We were having to re-up the book option every year, then every six months. For such an obscure story, there was a lot of interest in it. We were competing against Scott Rudin to make this movie. The Sloan grants helped us keep the meter running on that. In some ways it’s the most impossible movie to get financed.
It’s about an Indian kid in World War I who goes to a university in England. Some people would think that’s like watching paint dry. I work on a lot of true story stuff. I am doing a movie about Ian Fleming, who was a spy during the Second World War. All the people in his life became the basis for all the 007 characters. Even though it is a period movie, you pitch that story and the movie is financed. We are also doing one about Agatha Christie and how she went missing for eleven days in her 30s. Again, it’s a very pitch-able, high concept thing. THE MAN WHO KNEW INFINITY is about an Indian mathematician you’ve never heard of, and he’s going to work with an English male professor. There are very few female characters. On the surface, why I ever got involved in this and thought it would be an easy move to get made, I don’t know. But, it’s such an amazing story I was always attracted to the relationship between these two guys and how people from the other side of the world came together and not only achieved what they achieved in terms of the intellectual pursuit, but on a social level, he became the first Indian to be considered by the minds of the people of the time the equal to an Englishman by getting the Royal Fellowship.
What we have been told by a lot of people within India is that he was an inspiration for Gandhi to start the independence movement in India, because he was the first Indian about whom the British said, you are the same intellect as us, so it was a big deal.

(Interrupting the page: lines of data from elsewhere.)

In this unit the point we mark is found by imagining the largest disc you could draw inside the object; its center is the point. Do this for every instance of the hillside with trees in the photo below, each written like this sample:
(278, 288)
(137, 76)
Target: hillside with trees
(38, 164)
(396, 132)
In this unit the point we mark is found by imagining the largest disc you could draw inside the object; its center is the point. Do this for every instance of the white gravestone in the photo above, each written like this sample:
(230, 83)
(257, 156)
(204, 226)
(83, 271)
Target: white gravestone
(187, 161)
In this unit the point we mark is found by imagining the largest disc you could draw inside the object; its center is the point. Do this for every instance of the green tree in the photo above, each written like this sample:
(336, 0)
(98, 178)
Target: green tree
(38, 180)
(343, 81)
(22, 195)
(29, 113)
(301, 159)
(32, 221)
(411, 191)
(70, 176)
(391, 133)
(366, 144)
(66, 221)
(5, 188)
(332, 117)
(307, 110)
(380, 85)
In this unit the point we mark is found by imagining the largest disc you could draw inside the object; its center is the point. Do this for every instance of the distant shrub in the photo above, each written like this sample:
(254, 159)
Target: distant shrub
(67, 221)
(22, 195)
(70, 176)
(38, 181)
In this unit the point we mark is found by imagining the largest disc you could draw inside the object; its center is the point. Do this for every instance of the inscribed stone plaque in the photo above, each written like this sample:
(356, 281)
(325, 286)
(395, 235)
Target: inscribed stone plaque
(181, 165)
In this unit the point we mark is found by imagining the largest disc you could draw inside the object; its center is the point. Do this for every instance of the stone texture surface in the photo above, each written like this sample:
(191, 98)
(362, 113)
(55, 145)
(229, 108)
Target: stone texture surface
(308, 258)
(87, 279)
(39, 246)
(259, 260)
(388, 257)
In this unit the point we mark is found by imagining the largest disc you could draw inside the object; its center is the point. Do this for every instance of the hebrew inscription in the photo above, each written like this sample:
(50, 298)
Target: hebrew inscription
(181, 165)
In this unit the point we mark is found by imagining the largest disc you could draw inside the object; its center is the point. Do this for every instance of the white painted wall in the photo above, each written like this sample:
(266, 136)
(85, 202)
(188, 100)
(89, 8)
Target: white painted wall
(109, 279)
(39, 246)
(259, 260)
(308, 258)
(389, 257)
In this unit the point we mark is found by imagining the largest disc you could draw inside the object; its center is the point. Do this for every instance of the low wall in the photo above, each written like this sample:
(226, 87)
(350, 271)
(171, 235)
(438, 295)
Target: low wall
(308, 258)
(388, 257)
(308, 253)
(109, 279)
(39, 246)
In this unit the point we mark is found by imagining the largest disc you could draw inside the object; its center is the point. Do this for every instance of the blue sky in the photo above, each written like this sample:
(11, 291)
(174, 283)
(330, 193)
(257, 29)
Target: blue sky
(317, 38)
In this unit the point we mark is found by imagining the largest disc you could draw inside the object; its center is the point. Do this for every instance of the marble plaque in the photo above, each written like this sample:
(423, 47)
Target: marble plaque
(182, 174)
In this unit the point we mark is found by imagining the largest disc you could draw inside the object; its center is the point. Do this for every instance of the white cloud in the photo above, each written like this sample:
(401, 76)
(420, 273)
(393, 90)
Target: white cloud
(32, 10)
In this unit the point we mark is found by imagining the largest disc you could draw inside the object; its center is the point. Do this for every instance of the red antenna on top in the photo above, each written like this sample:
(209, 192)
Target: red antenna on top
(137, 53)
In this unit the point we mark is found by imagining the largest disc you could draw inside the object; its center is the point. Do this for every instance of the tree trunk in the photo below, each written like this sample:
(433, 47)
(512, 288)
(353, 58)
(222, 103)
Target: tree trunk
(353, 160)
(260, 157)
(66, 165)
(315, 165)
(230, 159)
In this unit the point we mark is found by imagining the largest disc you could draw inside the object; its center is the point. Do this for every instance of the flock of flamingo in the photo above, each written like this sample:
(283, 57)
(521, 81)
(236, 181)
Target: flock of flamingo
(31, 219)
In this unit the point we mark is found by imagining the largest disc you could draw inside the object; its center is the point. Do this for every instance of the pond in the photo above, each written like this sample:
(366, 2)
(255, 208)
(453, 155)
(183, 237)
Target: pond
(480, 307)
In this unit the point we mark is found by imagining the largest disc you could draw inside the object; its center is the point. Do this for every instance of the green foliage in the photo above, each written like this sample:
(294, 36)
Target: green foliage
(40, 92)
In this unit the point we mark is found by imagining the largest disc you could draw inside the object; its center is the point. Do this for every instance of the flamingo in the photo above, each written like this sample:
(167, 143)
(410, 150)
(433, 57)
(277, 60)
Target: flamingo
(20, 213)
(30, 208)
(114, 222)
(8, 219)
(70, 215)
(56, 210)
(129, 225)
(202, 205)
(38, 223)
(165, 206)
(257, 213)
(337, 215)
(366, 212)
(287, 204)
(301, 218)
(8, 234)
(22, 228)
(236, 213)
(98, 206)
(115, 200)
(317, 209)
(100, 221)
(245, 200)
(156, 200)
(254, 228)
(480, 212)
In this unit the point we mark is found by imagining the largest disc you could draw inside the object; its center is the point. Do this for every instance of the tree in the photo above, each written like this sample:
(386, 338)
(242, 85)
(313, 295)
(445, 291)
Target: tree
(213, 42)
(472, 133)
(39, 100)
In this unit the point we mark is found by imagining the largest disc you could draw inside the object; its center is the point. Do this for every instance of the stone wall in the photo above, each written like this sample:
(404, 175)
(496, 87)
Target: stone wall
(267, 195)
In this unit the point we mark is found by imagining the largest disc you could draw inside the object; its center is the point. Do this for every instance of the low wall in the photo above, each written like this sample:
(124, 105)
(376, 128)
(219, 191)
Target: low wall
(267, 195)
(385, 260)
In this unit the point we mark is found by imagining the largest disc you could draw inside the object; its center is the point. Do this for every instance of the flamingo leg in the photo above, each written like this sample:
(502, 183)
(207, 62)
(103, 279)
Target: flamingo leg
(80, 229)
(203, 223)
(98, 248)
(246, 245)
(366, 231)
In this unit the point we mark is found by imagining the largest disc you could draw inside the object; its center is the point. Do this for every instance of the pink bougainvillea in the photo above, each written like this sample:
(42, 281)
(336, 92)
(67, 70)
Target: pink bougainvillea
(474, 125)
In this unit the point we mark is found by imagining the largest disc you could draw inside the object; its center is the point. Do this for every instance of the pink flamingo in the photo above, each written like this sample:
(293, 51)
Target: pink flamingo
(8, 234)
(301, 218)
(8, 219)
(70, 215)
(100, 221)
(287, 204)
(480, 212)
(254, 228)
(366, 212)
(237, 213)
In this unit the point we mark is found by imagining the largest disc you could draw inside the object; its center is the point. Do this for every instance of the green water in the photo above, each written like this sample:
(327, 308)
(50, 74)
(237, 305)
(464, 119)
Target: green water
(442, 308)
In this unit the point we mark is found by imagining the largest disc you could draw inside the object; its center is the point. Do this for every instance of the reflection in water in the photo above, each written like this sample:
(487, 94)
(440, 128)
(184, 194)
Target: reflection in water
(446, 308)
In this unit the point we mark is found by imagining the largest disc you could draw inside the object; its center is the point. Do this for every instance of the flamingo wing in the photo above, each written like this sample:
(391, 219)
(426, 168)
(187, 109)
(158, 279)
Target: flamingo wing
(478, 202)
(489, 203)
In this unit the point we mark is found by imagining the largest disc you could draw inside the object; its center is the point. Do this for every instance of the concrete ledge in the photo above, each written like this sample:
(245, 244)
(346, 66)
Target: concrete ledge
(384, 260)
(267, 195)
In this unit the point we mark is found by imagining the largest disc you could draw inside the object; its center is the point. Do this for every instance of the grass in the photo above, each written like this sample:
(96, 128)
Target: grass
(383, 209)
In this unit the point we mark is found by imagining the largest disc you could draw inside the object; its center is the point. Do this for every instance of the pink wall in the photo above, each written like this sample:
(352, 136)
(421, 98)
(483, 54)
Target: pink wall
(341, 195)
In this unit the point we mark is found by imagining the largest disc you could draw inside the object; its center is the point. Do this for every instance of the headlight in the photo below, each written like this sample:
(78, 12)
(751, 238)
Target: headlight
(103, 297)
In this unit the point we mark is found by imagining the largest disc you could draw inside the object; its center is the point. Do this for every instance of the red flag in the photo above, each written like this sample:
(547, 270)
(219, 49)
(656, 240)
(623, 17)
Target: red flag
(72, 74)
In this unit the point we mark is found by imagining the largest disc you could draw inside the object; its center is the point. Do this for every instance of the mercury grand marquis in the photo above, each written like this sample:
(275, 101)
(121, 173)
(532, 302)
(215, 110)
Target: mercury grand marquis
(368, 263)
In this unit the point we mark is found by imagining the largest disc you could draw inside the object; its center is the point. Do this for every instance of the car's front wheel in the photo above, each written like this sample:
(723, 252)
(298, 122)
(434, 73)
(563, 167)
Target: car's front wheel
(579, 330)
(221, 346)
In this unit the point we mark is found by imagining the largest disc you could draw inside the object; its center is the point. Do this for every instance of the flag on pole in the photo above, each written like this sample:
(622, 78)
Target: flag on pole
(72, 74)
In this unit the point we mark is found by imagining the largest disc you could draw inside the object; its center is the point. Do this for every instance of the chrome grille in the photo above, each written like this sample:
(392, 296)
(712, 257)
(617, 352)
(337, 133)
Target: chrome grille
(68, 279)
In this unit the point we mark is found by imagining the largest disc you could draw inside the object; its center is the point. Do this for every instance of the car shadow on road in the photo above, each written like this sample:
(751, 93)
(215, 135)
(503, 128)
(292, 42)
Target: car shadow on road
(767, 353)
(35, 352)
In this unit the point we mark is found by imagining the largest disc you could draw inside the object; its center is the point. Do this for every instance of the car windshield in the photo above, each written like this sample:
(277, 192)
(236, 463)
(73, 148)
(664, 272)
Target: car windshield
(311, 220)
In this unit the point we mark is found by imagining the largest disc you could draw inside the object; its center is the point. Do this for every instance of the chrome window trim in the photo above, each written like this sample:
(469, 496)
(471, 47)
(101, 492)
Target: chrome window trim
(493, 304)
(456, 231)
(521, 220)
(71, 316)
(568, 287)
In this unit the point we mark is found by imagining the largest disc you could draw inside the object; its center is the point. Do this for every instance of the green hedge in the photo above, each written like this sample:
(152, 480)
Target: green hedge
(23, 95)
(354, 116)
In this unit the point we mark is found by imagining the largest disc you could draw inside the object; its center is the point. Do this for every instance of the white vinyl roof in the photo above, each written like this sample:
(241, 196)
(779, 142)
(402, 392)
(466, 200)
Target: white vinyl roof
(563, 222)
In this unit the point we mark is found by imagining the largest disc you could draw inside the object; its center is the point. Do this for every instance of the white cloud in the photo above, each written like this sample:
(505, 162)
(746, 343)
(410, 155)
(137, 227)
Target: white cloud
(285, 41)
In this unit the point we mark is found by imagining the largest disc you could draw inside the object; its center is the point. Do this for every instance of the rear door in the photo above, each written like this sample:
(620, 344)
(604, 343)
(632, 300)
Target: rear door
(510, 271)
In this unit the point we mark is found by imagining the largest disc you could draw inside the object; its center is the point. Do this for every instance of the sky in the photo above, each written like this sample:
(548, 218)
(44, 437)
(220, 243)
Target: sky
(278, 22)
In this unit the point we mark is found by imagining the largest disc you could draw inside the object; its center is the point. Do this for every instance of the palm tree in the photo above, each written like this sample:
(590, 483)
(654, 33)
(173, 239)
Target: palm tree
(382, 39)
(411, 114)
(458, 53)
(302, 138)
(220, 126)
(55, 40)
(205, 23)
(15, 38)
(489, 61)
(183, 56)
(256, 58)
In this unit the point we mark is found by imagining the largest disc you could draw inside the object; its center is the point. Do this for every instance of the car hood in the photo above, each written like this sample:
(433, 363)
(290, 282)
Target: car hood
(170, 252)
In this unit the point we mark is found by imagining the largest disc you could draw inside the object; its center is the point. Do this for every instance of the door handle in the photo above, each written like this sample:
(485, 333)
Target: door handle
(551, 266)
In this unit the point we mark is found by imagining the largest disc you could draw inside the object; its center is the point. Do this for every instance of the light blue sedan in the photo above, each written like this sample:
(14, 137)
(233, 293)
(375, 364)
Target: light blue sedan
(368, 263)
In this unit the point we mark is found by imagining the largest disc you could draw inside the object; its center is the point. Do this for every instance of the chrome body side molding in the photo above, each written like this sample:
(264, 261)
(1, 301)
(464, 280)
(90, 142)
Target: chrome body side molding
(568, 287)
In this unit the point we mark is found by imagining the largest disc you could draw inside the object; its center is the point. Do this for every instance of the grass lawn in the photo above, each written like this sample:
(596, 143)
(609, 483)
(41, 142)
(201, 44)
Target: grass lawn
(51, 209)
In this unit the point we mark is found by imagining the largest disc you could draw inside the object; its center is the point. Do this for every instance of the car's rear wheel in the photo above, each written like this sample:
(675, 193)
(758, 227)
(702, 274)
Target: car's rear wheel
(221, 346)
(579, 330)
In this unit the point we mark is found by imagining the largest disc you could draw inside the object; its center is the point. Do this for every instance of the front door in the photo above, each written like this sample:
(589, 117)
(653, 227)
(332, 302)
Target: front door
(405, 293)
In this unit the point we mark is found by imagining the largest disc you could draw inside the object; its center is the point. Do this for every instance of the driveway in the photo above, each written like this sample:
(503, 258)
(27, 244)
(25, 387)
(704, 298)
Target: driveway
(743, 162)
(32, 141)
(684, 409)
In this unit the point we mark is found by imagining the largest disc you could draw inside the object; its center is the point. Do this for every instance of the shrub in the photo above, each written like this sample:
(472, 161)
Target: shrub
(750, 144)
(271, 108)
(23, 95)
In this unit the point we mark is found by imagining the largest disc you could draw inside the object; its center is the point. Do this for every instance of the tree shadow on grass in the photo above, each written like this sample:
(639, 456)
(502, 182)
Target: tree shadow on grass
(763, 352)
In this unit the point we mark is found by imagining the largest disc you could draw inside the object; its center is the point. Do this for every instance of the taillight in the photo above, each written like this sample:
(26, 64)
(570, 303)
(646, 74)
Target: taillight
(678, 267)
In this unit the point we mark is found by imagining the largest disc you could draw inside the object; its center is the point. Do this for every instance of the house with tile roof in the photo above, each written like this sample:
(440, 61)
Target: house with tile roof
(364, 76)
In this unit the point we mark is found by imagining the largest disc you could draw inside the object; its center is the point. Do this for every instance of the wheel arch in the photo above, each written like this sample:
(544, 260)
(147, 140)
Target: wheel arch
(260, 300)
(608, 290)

S&F: How was the film received in India?
JY: We premiered in September at Toronto and then IFC acquired the movie for the US, which opens April 29. We played at the National Film Festival of India, in Goa, and it was received very well. It was surprising because we had two non-native Indian actors in the two lead Indian roles: Dev is from England and Devika Bhise is from New York. All the other Indian actors are Indian, and it’s English language. There was a concern that maybe it would be received in a strange way there. But in fact, the reviews have been very strong. Overall critically we’ve been very pleased with the response.
Warner Brothers released THE MAN WHO KNEW INFINITY in the UK. The film was released by IFC films in the US on April 29.
Jim Young is currently working on another TFI-Sloan supported film, THE CATCHER WAS A SPY, about the baseball catcher Moe Berg who was also a CIA operative. It will be directed by Ben Lewin. The filmmakers have just attached Paul Rudd. They hope to begin shooting by the end of 2016.